/fix-duplicate-url-crawl-scanner

declutters url lists for crawling/pentesting

Primary LanguagePythonApache License 2.0Apache-2.0

uro

Using a URL list for security testing can be painful as there are a lot of URLs that have uninteresting/duplicate content; uro aims to solve that.

It doesn't make any http requests to the URLs and removes:

  • incremental urls e.g. /page/1/ and /page/2/
  • blog posts and similar human written content e.g. /posts/a-brief-history-of-time
  • urls with same path but parameter value difference e.g. /page.php?id=1 and /page.php?id=2
  • images, js, css and other "useless" files

uro-demo

Installation

The recommended way to install uro is through pip as follows:

pip3 install uro --user

Basic Usage

The quickest way to inclue uro in your workflow is to feed it data through stdin and print it to your terminal.

cat urls.txt | uro

Advanced usage

Reading urls from a file (-i/--input)

python3 uro.txt -i input.txt

Writing urls to a file (-o/--output)

If the file already exists, uro will not overwrite the contents.

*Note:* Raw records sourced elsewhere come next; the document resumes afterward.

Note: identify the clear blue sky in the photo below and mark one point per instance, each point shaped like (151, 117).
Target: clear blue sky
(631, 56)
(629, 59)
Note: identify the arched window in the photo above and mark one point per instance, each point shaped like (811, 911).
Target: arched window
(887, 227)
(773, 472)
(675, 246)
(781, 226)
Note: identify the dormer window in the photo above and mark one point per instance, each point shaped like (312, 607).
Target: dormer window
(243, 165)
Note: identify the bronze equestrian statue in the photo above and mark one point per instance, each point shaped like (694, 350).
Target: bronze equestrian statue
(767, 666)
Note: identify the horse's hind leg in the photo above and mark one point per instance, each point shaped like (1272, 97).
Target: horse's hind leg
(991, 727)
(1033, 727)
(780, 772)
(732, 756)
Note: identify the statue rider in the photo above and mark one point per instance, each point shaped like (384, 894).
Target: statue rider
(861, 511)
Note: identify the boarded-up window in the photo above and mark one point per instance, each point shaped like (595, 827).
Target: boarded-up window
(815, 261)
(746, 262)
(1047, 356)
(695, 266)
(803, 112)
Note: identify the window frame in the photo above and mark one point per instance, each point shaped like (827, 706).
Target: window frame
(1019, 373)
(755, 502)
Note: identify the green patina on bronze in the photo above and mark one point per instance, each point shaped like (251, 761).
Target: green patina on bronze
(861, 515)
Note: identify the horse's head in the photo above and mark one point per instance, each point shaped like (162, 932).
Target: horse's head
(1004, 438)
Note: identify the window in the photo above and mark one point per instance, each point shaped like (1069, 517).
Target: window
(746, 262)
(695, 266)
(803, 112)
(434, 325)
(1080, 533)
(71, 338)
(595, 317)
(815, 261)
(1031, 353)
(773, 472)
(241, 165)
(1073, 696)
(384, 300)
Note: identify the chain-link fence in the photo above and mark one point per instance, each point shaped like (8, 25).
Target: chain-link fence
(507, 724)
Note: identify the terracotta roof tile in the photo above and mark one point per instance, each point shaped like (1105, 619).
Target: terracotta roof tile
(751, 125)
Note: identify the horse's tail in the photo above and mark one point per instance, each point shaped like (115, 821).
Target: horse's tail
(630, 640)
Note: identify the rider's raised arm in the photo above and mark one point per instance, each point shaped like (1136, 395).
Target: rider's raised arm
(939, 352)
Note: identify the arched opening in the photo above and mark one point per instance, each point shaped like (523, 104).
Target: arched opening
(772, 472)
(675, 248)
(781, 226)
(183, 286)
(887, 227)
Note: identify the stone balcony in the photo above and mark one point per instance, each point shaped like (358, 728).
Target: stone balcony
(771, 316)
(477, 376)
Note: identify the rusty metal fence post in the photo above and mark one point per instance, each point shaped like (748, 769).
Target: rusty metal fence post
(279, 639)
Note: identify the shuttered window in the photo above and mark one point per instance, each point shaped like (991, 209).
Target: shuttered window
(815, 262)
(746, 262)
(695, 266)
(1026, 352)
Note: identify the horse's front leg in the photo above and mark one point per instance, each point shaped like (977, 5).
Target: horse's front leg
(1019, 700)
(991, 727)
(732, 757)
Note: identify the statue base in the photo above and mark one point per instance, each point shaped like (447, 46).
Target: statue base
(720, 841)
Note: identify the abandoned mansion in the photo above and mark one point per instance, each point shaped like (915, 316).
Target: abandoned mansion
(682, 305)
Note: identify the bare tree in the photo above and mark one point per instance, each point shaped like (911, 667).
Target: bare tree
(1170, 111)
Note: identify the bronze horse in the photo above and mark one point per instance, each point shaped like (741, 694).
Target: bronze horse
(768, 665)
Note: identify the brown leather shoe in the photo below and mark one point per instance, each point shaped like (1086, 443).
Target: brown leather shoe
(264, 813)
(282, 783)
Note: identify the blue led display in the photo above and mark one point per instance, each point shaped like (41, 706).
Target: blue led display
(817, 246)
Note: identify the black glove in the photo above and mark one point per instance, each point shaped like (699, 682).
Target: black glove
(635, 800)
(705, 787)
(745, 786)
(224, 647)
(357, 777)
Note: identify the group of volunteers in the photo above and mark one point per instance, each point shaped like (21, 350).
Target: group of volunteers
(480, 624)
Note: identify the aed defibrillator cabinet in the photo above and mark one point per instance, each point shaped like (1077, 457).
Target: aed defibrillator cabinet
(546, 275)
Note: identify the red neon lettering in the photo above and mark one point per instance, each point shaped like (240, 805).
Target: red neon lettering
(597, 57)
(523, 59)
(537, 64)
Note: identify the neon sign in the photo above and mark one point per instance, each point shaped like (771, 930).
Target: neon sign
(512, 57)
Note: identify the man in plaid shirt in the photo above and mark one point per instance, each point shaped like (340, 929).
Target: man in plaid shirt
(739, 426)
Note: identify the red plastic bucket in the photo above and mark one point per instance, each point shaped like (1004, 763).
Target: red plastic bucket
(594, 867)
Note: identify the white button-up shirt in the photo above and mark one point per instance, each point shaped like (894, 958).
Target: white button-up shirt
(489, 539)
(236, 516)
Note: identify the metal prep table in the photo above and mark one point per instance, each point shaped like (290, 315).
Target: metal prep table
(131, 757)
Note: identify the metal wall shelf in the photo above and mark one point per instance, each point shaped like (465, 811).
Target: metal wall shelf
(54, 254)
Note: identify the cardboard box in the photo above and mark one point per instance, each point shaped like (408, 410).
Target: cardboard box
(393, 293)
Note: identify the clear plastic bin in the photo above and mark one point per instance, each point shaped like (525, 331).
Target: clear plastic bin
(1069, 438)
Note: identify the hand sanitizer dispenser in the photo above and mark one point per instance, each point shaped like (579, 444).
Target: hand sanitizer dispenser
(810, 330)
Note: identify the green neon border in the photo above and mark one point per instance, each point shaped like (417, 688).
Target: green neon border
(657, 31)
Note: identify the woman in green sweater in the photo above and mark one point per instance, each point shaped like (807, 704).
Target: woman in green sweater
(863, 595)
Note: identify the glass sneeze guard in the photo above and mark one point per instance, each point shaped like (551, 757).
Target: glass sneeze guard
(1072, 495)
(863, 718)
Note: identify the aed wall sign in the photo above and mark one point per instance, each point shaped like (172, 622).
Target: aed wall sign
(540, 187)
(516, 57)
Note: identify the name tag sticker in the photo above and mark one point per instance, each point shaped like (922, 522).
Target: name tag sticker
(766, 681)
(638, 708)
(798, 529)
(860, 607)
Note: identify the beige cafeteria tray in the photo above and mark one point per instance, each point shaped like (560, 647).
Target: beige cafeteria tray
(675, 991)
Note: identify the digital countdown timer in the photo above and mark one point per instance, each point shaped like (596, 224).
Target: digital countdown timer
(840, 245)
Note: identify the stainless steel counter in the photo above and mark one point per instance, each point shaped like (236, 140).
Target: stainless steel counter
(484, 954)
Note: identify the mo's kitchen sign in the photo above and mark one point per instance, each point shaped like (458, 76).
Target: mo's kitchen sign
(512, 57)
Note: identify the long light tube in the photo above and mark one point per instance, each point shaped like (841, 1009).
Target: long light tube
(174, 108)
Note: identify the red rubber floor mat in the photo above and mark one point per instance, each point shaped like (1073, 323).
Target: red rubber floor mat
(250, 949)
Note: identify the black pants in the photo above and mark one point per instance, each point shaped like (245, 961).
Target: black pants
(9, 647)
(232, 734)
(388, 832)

Otherwise, it will create a new file.

python3 uro.txt -i input.txt -o output.txt

Whitelist (-w/--whitelist)

uro will ignore all other extensions except the ones provided.

uro -w php asp html

Note: Extensionless pages e.g. /books/1 will still be included. To remove them too, use --filter hasext.

Blacklist (-b/--blacklist)

uro will ignore the given extensions.

uro -b jpg png js pdf

Note: uro has a list of "useless" extensions which it removes by default; that list will be overidden by whatever extensions you provide through blacklist option. Extensionless pages e.g. /books/1 will still be included. To remove them too, use --filter hasext.

Filters (-f/--filters)

For granular control, uro supports the following filters:

  1. hasparams: only output urls that have query parameters e.g. http://example.com/page.php?id=
  2. noparams: only output urls that have no query parameters e.g. http://example.com/page.php
  3. hasexts: only output urls that have extensions e.g. http://example.com/page.php
  4. noexts: only output urls that have no extensions e.g. http://example.com/page
  5. keepcontent: keep human written content e.g. blogs.
  6. keepslash: don't remove trailing slash from urls e.g. http://example.com/page/
  7. vuln: only ouput urls with paramsters that are know to be vulnerable. More info.

Example: uro --filters hasexts hasparams